The other girl's death had disrupted his routine. He used to be able to count on his days having a pattern, a comfortable sameness from one to the next that he could rely on, but that wasn't the case any more. It started going away when the girl got sick, but her sickness had brought routines of its own. Bring her chicken broth and toast in the morning. Carry her to the bathroom after that. Change the sheets if she soiled them. Repeat the whole thing at lunch and dinner. But once she died, Roger was alone, and he didn't know what to do. He didn't know how to find his way back into a routine.
Even before the girl died, Roger found himself spending more and more time in the clearing.
While the girl slept, achieving temporary relief from her pain and sickness, Roger went hunting, just like he had when he was a kid and his dad was still around. He didn't find much game in the woods. A lot of the deer were gone, the numbers reduced by the surrounding development and an outbreak of wasting disease. But Roger could still find squirrels and birds to shoot, anything to distract him from the dying girl he had to return to in the house. He would occasionally make his way to the clearing on these hunting excursions, but it didn't speak to him during daylight. He'd go there and just sit on a rock. He'd look down at the ground and he'd wonder why someone like the girl, someone who had never hurt anyone in her whole life, had to get sick and die. It happened to his parents, too. Nice people. Good people. And then the girl. Soon they would all be gone.
He supposed that someday he too would die and get put in the ground. But who would do it? Who would even know he was there, dying and then rotting in the old house, his body turning into a skeleton on the bed? Who would miss him? Who would cry for him?
Roger couldn't bear to think that way for very long. He'd get up and leave the clearing and go back to hunting, or just wander around the woods.
But at night, everything was different. At night, the clearing did speak to him. Not like human voices, not anything he could hear, but something he could feel. The clearing vibrated in his bones and jangled his nerves. It made his skin break out in goose pimples and sweat drip from his every pore. It felt like some power, something he couldn't see, whispered among the tall trees and the undergrowth, rustling the leaves and shivering the grasses, and then passed through his skin and into his body, filling him. Possessing him.
He became something else when he was in the clearing at night. Something stronger, something hungrier.
And the hardness always returned between his legs, swelling up until it hurt.
He knew there were ways for men to relieve that swelling, painful urgency on their own. His dad had talked to him about it once. But Roger didn't like to do it that way. He tried to from time to time—even tried it in the clearing—but it always left him feeling more hungry afterwards, like he'd just had a taste but the real meal still hadn't been served.

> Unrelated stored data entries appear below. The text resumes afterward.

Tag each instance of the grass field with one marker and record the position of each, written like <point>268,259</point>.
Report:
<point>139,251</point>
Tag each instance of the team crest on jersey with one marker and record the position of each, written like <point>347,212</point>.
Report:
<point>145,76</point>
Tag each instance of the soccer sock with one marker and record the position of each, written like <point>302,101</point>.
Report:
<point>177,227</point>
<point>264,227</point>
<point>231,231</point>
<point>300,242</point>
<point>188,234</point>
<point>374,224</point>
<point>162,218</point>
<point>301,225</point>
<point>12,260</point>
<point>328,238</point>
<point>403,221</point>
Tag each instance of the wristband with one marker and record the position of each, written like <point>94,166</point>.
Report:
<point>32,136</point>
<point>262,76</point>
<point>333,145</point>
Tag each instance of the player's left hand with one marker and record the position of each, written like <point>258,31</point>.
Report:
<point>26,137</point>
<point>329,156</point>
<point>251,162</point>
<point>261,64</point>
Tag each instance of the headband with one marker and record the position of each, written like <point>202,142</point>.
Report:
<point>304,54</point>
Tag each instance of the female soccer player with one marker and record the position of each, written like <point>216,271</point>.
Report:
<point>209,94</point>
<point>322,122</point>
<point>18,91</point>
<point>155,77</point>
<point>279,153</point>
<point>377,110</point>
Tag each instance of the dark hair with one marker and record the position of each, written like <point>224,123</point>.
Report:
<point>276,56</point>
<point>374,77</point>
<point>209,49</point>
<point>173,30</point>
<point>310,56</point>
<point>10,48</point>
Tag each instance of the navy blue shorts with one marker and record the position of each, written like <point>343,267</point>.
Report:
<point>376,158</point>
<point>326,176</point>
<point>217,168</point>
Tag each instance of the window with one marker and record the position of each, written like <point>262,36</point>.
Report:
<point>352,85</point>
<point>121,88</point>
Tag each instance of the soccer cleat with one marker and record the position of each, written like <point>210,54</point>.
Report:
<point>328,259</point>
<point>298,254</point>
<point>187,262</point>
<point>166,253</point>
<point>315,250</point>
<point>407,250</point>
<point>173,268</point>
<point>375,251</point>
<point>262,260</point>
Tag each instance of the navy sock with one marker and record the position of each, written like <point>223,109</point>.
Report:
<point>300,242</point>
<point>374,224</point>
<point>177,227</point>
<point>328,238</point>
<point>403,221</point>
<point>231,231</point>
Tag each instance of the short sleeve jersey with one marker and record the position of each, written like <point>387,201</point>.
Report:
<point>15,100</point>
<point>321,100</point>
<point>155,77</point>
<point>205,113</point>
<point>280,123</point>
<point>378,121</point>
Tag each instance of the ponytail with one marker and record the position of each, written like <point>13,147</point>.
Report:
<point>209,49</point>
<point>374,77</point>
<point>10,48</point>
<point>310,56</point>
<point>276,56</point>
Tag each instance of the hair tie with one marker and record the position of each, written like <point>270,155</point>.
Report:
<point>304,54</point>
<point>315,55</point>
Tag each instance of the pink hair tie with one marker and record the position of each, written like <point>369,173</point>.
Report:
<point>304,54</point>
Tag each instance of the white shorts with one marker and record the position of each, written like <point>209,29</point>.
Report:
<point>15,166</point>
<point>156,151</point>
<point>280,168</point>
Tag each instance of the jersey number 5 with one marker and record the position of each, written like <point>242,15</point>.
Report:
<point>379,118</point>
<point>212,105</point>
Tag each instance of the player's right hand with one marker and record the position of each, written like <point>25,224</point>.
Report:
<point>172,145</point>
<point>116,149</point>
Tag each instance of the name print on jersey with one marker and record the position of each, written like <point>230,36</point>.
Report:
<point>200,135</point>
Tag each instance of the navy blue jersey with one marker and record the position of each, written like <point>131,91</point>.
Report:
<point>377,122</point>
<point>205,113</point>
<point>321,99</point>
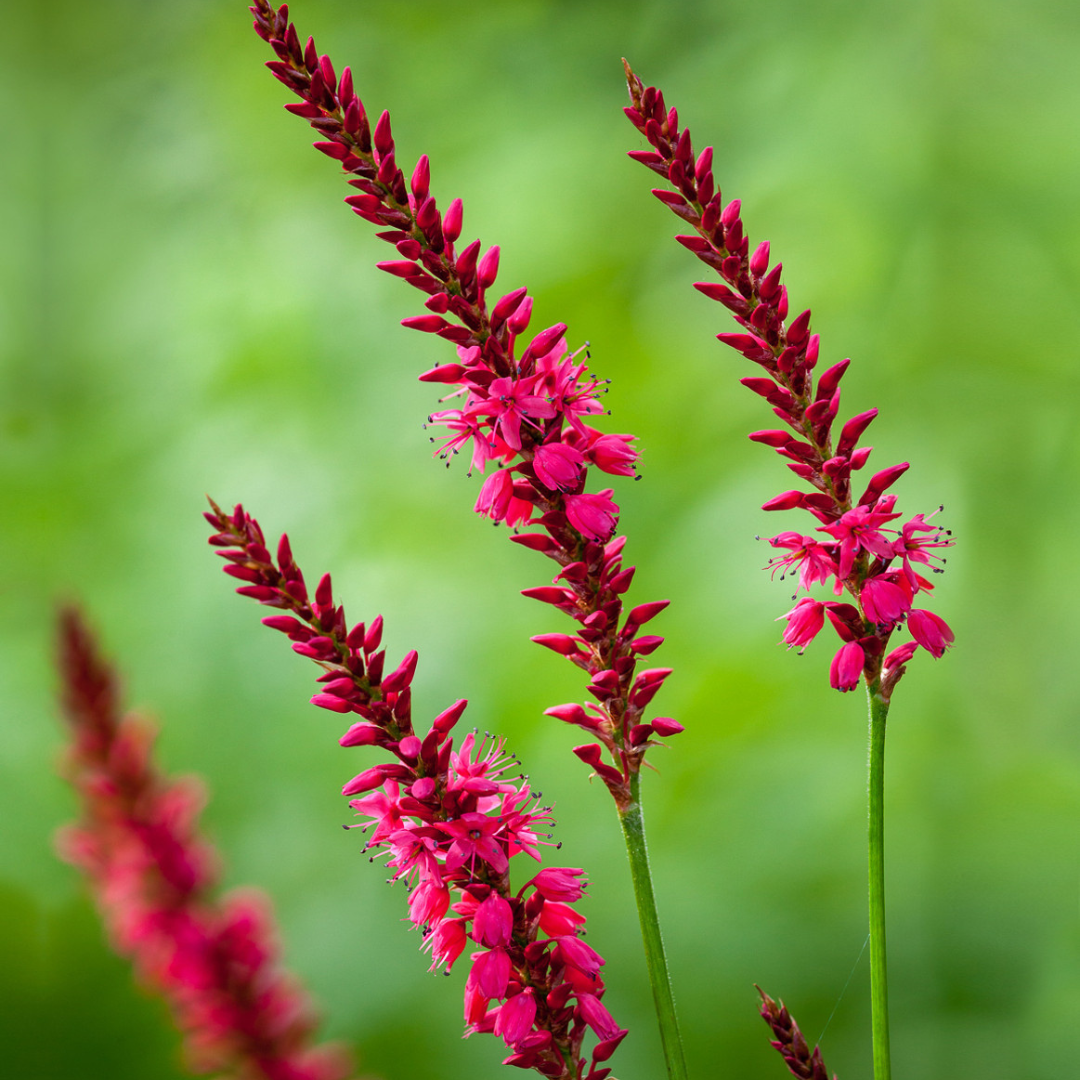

He had even brought the shovel with him to the clearing that very morning and began digging into the rich earth, working down to the place where the dead girl lay. He thought if he could just bring her back out again, just one time, he might be able to find some temporary relief. Roger even went so far as to shovel a couple of spadefuls of dirt out of her grave, his hands shaking and his mouth watering like a dog's while he did it. But he stopped himself and threw the shovel aside. It wasn't right. It just wasn't decent to disturb the dead that way. He knew she was already rotting, her skin falling away and getting eaten by worms. Her eyes sinking back into her skull.
He shook his head. No, he just couldn't bear to do it.
He sank to the ground and almost cried. He felt the hot tears form behind his eyes, waiting to spring out and run down his face. But he fought against them. He knew what he needed to do. He knew what the clearing wanted him to do. And just thinking about it, there in that spot, made Roger feel better, like there was hope that he wouldn't always feel this way or always be alone.
And he knew that the problem wouldn't get solved out there, in the clearing, but had to be taken care of somewhere else. Someplace where there were people.
Girls.
He stood up, dusted himself off, and went to find the shovel. He had thrown it out of the clearing and into the knee-high grass that grew beneath the trees, but he needed it back to replace the dirt he had removed from the girl's grave. He didn't want to think about leaving her grave disturbed or imperfect. She deserved better than that.
But he didn't know if he could find the shovel in the thick grass. Roger moved in the direction he had thrown it, stumbling over some loose rocks and almost falling down. He thought it might be smart to just come back another time when his head was clearer, find the shovel then and take care of the grave, but he didn't think he could walk away knowing that he hadn't replaced the dirt. So he kept on going, eventually bending down and feeling in the grass with his hands. He felt dirt and leaves and touched something small and slimy that must have been a slug.
"Come on," he said. "I know it's here."